Over the next four decades, Zawahiri and bin Laden would build a robust militant organization that would outlast nearly a dozen US presidentships as it waged war around the globe: New York, London, Madrid, Yemen, Somalia, Pakistan, Afghanistan, Mali, Indonesia, and scores more.
While the London bombing took place on July 7, 2005, killing 52, the mastermind Mohammed Siddique Khan claimed that he was inspired by bin Laden and Zawahiri. In a video message that followed, Zawahiri claimed the attack in London was a response to the participation of the British forces in the invasion of Iraq.
Back in the decades, in Cairo, Zawahiri had got married to Azza Ahmed and they had seven children among whom six were girls. Zawahiri fondly mentions, in the intercepted letter, about his youngest daughter whom he named Nawar, which means a female gazelle.
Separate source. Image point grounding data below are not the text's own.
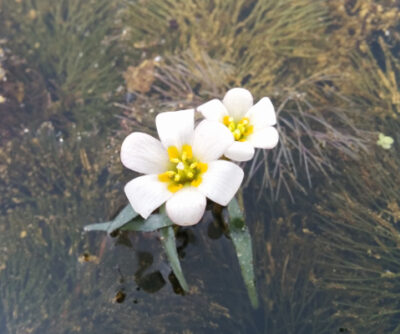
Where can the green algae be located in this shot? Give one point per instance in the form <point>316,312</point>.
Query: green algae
<point>323,264</point>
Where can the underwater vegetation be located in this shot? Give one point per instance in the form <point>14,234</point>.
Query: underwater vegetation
<point>273,48</point>
<point>70,50</point>
<point>361,237</point>
<point>325,264</point>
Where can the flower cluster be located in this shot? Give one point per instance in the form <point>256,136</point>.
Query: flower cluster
<point>184,167</point>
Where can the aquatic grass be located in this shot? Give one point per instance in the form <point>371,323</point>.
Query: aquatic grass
<point>272,48</point>
<point>376,79</point>
<point>72,45</point>
<point>287,254</point>
<point>358,227</point>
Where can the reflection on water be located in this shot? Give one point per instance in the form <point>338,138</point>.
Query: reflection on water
<point>323,208</point>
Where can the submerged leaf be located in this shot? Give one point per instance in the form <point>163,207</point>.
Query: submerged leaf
<point>153,223</point>
<point>241,239</point>
<point>169,244</point>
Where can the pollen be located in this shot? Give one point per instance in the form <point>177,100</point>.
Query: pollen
<point>240,130</point>
<point>184,169</point>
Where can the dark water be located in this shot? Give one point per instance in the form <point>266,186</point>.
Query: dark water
<point>322,208</point>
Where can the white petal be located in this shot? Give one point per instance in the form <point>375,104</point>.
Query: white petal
<point>240,151</point>
<point>221,181</point>
<point>186,207</point>
<point>238,101</point>
<point>146,193</point>
<point>175,128</point>
<point>211,139</point>
<point>265,138</point>
<point>262,114</point>
<point>144,154</point>
<point>213,110</point>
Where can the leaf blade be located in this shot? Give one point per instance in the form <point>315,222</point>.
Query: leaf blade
<point>169,244</point>
<point>241,239</point>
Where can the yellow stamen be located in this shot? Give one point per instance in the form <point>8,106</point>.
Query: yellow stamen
<point>170,173</point>
<point>173,153</point>
<point>187,151</point>
<point>173,187</point>
<point>164,177</point>
<point>196,182</point>
<point>240,130</point>
<point>237,134</point>
<point>184,168</point>
<point>203,167</point>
For over twenty years, Zawahiri was wanted by governments around the world and carried a bounty of 25 million dollars. Yet he remained elusive for most part of his life and directed a resurgence of Al Qaeda.
The US government claimed that Zawahiri had recently moved to a house in posh Kabul neighbourhood, where he was under the protection of Taliban interior minister Siraj Haqanni.
With Zawahiri now dead, the world is still waiting how it will impact Al Qaeda and who will succeed him. Analysts of Islamist movements remain divided about the legacy left by Zawahiri. Some say he lived in the shadow of bin Laden and could never fill his larger than life image. Others believe Zawahiri had a successful tenure and has left behind a more robust and pervasive Al Qaeda that has its footprints in more countries than it ever had.